There are few things that bring me as much joy and peace as exploring a new trail with my favorite hiking partner.
I had a chance to get out alone with my dog, Sherman, a few weeks ago, and this new hike somehow reminded me of our early hikes at the Eno River in Durham, NC, in the year or so after I adopted him. It was a particularly turbulent phase of graduate school (for me and my labmates) where it felt like so many circumstances affecting my life and my future were beyond my control. In some ways, there are parallels with what we are experiencing now. Though the current societal challenges are obviously more significant (and even existential), some of the feelings of lack of power and control over what our future holds are the same. Since our weekend hike, I’ve been reflecting on what I learned from those challenging graduate school years a decade ago and what I would go back now to tell Shirley of 2009 (and maybe current-day Shirley could also benefit from a reminder of these lessons, too)...
1. In a relatively short time, it will feel like all of this happened a very long time ago. I’ve had to actually think pretty hard to remember the experiences and emotions of the 2008-2011 years, despite the weight and struggle of those years at the time. Hopefully this will be true when we reflect on the challenges of 2020 in a few years, too.
2. It’s ok to do only the best you can in each moment. Not achieving to your highest level in every moment is not going to ruin your life. In fact, letting go of the expectations and embracing some of the other things that bring you joy (such as spending time with that amazing dog you just adopted or volunteering with that incredible therapeutic horseback riding program) can bring more long-term fulfillment than what you thought achieving that other goal would.

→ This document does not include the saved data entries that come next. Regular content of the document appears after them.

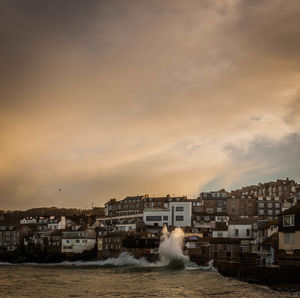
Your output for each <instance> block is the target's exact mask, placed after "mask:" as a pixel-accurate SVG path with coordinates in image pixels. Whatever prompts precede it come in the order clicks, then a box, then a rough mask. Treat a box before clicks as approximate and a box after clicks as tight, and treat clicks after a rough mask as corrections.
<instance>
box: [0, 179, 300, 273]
mask: <svg viewBox="0 0 300 298" xmlns="http://www.w3.org/2000/svg"><path fill="white" fill-rule="evenodd" d="M299 201H300V187H299V185H298V184H297V183H296V182H295V181H294V180H289V179H286V180H277V181H276V182H268V183H264V184H262V183H259V184H258V185H252V186H247V187H243V188H241V189H238V190H233V191H231V192H229V191H226V190H225V189H221V190H217V191H210V192H201V193H200V194H199V196H198V197H197V198H195V199H188V198H187V197H185V196H181V197H176V196H170V195H166V196H164V197H155V196H152V197H150V196H149V195H147V194H145V195H137V196H128V197H126V198H124V199H123V200H120V201H118V200H116V199H111V200H109V201H108V202H107V203H105V206H104V215H102V216H95V215H94V214H92V213H91V214H84V215H83V214H82V215H76V216H75V215H74V216H73V217H72V219H71V218H70V217H68V216H64V215H62V216H58V217H54V216H48V217H45V216H36V217H34V216H26V217H23V218H17V219H16V220H15V221H13V222H12V221H11V220H12V219H13V216H11V215H9V216H10V220H9V221H8V214H5V213H4V212H3V213H2V214H0V215H1V216H0V256H3V255H4V256H6V253H17V252H18V251H19V250H22V251H23V252H24V251H25V252H26V253H27V256H32V257H31V259H30V261H32V260H34V258H36V256H38V257H39V258H40V259H39V261H43V260H44V258H46V259H47V258H48V256H52V259H54V260H56V257H57V256H58V255H59V256H60V257H59V260H63V259H72V260H73V259H74V258H75V259H80V258H83V257H84V258H94V259H95V258H99V259H105V258H109V257H117V256H118V255H119V254H120V253H122V252H128V253H131V254H133V255H134V256H136V257H141V256H146V257H147V259H149V260H155V259H157V258H158V247H159V243H160V236H161V229H162V226H163V225H166V226H168V228H169V230H172V229H174V228H176V227H181V228H182V229H183V230H184V233H185V239H184V247H183V249H184V250H185V252H186V253H187V254H189V256H190V258H191V260H193V261H195V262H197V263H199V264H205V263H207V262H208V261H210V260H214V261H215V262H218V264H223V265H224V264H225V266H226V264H233V263H234V262H235V264H240V263H243V264H246V263H247V264H248V263H249V264H250V263H251V264H252V265H251V266H265V267H268V266H273V267H274V266H275V267H276V266H277V267H278V266H281V267H282V266H284V267H289V266H290V267H291V268H294V267H295V266H300V261H299V260H300V257H299V256H300V253H299V252H300V241H299V239H300V236H299V235H300V228H299V222H300V219H299V218H298V217H299V216H298V215H299V204H300V203H299ZM100 214H101V213H100ZM298 233H299V235H298ZM8 256H9V255H8ZM53 256H54V258H53ZM32 258H33V259H32ZM52 259H51V258H50V260H52ZM47 260H48V259H47ZM223 265H222V266H223ZM275 267H274V268H275Z"/></svg>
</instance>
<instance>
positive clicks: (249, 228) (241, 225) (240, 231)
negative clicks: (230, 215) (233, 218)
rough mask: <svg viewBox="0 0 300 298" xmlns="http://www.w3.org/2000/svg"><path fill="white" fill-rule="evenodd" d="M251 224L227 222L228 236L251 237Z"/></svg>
mask: <svg viewBox="0 0 300 298" xmlns="http://www.w3.org/2000/svg"><path fill="white" fill-rule="evenodd" d="M252 236H253V235H252V224H250V223H249V224H244V223H229V225H228V237H229V238H246V239H250V238H252Z"/></svg>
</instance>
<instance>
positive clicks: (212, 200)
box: [197, 189, 228, 213]
mask: <svg viewBox="0 0 300 298" xmlns="http://www.w3.org/2000/svg"><path fill="white" fill-rule="evenodd" d="M227 197H228V192H227V191H226V190H225V189H221V190H218V191H210V192H201V193H200V195H199V198H198V199H197V200H200V202H201V205H202V206H203V207H204V208H203V209H204V210H201V211H202V212H203V211H204V212H206V213H224V212H227Z"/></svg>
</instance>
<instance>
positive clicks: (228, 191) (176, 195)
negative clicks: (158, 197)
mask: <svg viewBox="0 0 300 298" xmlns="http://www.w3.org/2000/svg"><path fill="white" fill-rule="evenodd" d="M285 179H289V180H290V181H291V180H294V181H295V182H296V183H297V184H298V182H297V181H296V180H295V179H293V178H289V177H286V178H277V179H275V180H273V181H260V182H257V184H249V185H241V186H240V187H238V188H235V189H226V188H222V187H221V188H219V189H214V190H202V191H200V192H199V194H198V195H197V196H194V197H192V198H191V197H188V196H186V197H187V199H189V200H196V199H197V198H198V197H199V195H200V193H201V192H214V191H219V190H222V189H224V190H225V191H226V192H228V193H230V192H231V191H235V190H238V189H241V188H243V187H247V186H257V185H258V184H259V183H262V184H264V183H270V182H276V181H277V180H285ZM144 195H149V197H152V198H157V197H166V196H168V195H170V196H171V197H184V196H185V195H176V194H165V195H155V194H153V195H150V194H148V193H145V194H136V195H133V194H128V195H126V196H122V198H117V197H111V198H108V199H107V200H106V201H104V203H103V205H95V203H94V202H93V203H92V206H90V207H88V206H85V207H83V206H78V207H76V206H71V205H70V206H65V207H60V206H31V207H28V208H27V209H2V210H3V211H5V212H8V211H21V212H23V211H28V210H31V209H43V208H48V209H51V208H56V209H78V210H92V209H93V208H104V205H105V203H107V202H108V201H109V200H111V199H115V200H117V201H121V200H123V199H125V198H127V197H134V196H144Z"/></svg>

3. The power of gratitude. I did not have this as an intentional tool to use back in the graduate school years, and I wish I did. The gratitude practices I’ve incorporated over the last two years have made a huge difference in my outlook on where we are, what’s really important, and how to move forward. I regularly think about how thankful I am for our location, the amazing people in our lives, the beautiful blue skies and clouds and warmth of the sunshine, etc... Focusing on appreciating the abundance around you really does train your brain to shift out of the negative funk caused by the challenges of the day.

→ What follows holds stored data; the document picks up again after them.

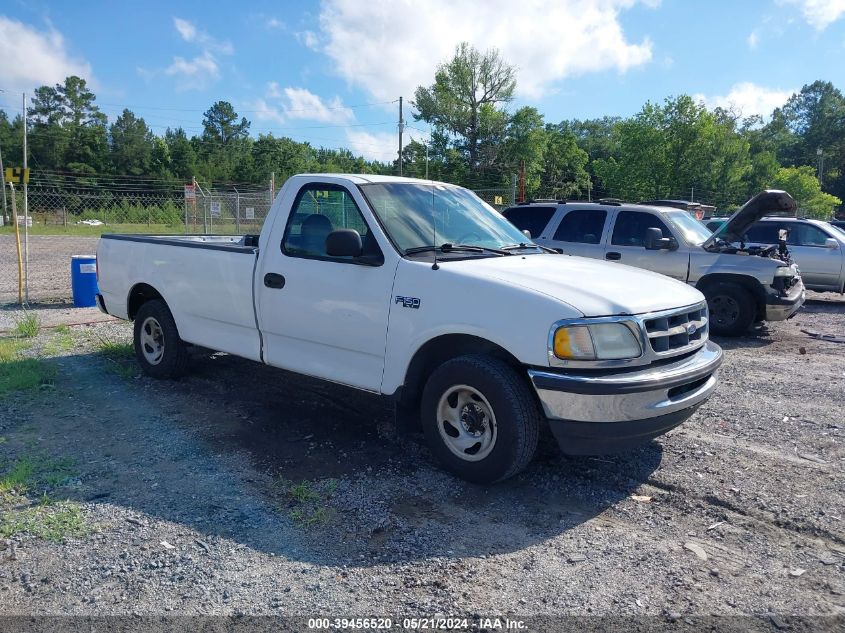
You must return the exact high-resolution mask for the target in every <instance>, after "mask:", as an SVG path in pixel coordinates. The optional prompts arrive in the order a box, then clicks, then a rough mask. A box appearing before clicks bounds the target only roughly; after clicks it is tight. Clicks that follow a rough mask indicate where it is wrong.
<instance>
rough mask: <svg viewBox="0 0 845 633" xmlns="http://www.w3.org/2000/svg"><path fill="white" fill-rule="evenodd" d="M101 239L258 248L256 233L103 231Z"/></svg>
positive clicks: (241, 247) (253, 249)
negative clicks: (132, 231) (138, 232)
mask: <svg viewBox="0 0 845 633" xmlns="http://www.w3.org/2000/svg"><path fill="white" fill-rule="evenodd" d="M102 239H104V240H123V241H127V242H145V243H148V244H159V245H162V246H183V247H186V248H204V249H211V250H224V251H230V252H232V251H234V252H243V253H255V251H256V249H257V248H258V236H257V235H137V234H133V233H105V234H103V236H102Z"/></svg>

4. I would not tell her to change how she reacted to things (though I am quite confident that I would react very differently to certain situations now). Your reactions are what they are, based on who you are at the time. Even if they may seem naive or excessive in retrospect, your feelings are legitimate and they matter. Allow yourself the space to recognize them without judgement of what that means about who you are.
5. The power of putting energy in love and care for someone else (of the canine, human, or other variety). It can (and will) change your life. We still have autonomy in terms of how we show up for other people. When it feels like everything is a mess, love can make all of the difference in the world.
The start and end of our hike last weekend involved crossing a rickety old suspension bridge that honestly freaked me out a bit. As we walked across, past giant gaps in the bottom part of the side railing, with the bridge bouncing up and down and the wood slats creaking and shifting under our feet, I was aware of very little other than the thought, “get me off of this bridge, pronto!”. But once we got to the other side, the hike was gorgeous and peaceful and exactly what I needed. So I’m going to work on believing that the year 2020 is just another rickety bridge with beauty and calm and so much potential waiting on the other side.